I am blessed to serve at a church that is very loving and welcoming. We have had many visitors to our assembly who have raved about the reception they received. The Oldham Lane Church of Christ is not a perfect church by any means, but we do hospitality and warmth well. However, there are always some who have quite the opposite experience. They come through our doors, make their way through the crowd, sit through the worship service, walk out the door to their car and claim that no one spoke to them or even acknowledged them. I don’t flippantly dismiss these claims. I do recognize that some visitors “fall through the cracks.” Sadly, not everyone receives a hug, a handshake, and/or a, “So glad you’re here!” I am confident this is not purposeful. There is no one at Oldham Lane who makes it their mission to drive away guests. Unfortunately, a visitor can get missed. Someone may get passed over. I hate it, but it does happen from time to time.

That being said, I do believe that it’s important for church visitors to show the same grace that they expect. I have encountered guests who wanted to give the minimum, yet expect the maximum. With this in mind, I’d like to share a few suggestions for the church visitor. Please understand, this is not meant to be a rant or an angry post. I simply believe that there’s a two-way street of accountability.

To the visitor:

  1. Coming to Bible class provides a great opportunity for interaction. For many churches, Bible class offers a smaller setting with people of similar ages. It’s much easier to meet and greet people. The time between Bible class and worship is a period of busy transition, especially for younger families picking up their children from Bible class. Thus, the task of conversing with visitors is made more difficult.
  2. Make yourself available. Ok, this is a bit of a rant. It’s extremely frustrating when I hear guests say, “I’ve been visiting for quite some time and no one ever speaks to me.” All too often, the person making this statement doesn’t come to Bible class, the arrive to worship late, they sit in the very back, and they leave as soon as worship is over. How can anyone get to know them? Chances are, no one even knew they were there in the first place. They were like a church ninja who snuck in and snuck out undetected.
  3. Remember, you are NOT a consumer. Far too many people come to church with the wrong outlook and, thus, the wrong expectations. Visitors should be welcomed. Christians should be attentive to guests; however, it is not the church’s primary responsibility to cater to you. You are not a customer. You are a worshiper. The church does not exist to meet your preferences or satisfy your tastes. The church exists to make and grow disciples. Instead of looking at church from a consumer’s perspective, scope out ways in which you can get involved in carrying out the mission.
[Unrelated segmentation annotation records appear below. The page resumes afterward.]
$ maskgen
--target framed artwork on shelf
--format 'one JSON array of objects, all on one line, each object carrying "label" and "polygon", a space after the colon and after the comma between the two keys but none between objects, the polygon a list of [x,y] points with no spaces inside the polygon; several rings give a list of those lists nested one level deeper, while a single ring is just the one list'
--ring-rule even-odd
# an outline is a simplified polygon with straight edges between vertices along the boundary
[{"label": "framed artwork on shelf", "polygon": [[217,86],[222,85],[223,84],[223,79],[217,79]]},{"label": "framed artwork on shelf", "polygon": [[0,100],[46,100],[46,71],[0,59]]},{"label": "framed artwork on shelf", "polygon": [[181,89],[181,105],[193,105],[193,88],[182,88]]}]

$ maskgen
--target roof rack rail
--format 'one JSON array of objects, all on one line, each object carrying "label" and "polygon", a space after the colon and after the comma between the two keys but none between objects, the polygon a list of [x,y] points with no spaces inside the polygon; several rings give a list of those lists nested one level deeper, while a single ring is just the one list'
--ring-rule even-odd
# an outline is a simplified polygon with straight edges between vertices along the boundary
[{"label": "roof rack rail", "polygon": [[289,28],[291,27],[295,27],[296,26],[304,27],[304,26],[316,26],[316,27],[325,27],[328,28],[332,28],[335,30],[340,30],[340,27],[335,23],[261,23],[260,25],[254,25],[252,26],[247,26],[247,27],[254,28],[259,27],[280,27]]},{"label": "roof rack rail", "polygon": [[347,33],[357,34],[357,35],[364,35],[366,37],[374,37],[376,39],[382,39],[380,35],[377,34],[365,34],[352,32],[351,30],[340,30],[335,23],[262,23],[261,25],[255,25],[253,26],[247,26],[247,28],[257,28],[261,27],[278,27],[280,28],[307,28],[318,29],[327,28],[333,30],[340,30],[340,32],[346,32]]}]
I hope this post is taken in the spirit in which it was written. I don’t mean to make excuses for a lack of hospitality within the church. There is absolutely no justification for an unwelcoming attitude and atmosphere. However, I don’t believe this is always a one-sided issue. My experience has taught me that the guests who come to Bible class, who attend both services, who come to small groups, who engage the members, and who seek to get involved are the ones who have the best experience and are the most likely to stay.

I would hope that any guest would receive a warm reception at the church they chose to visit. I would also hope that any guest would temper their expectations with the same courtesy they hope to receive.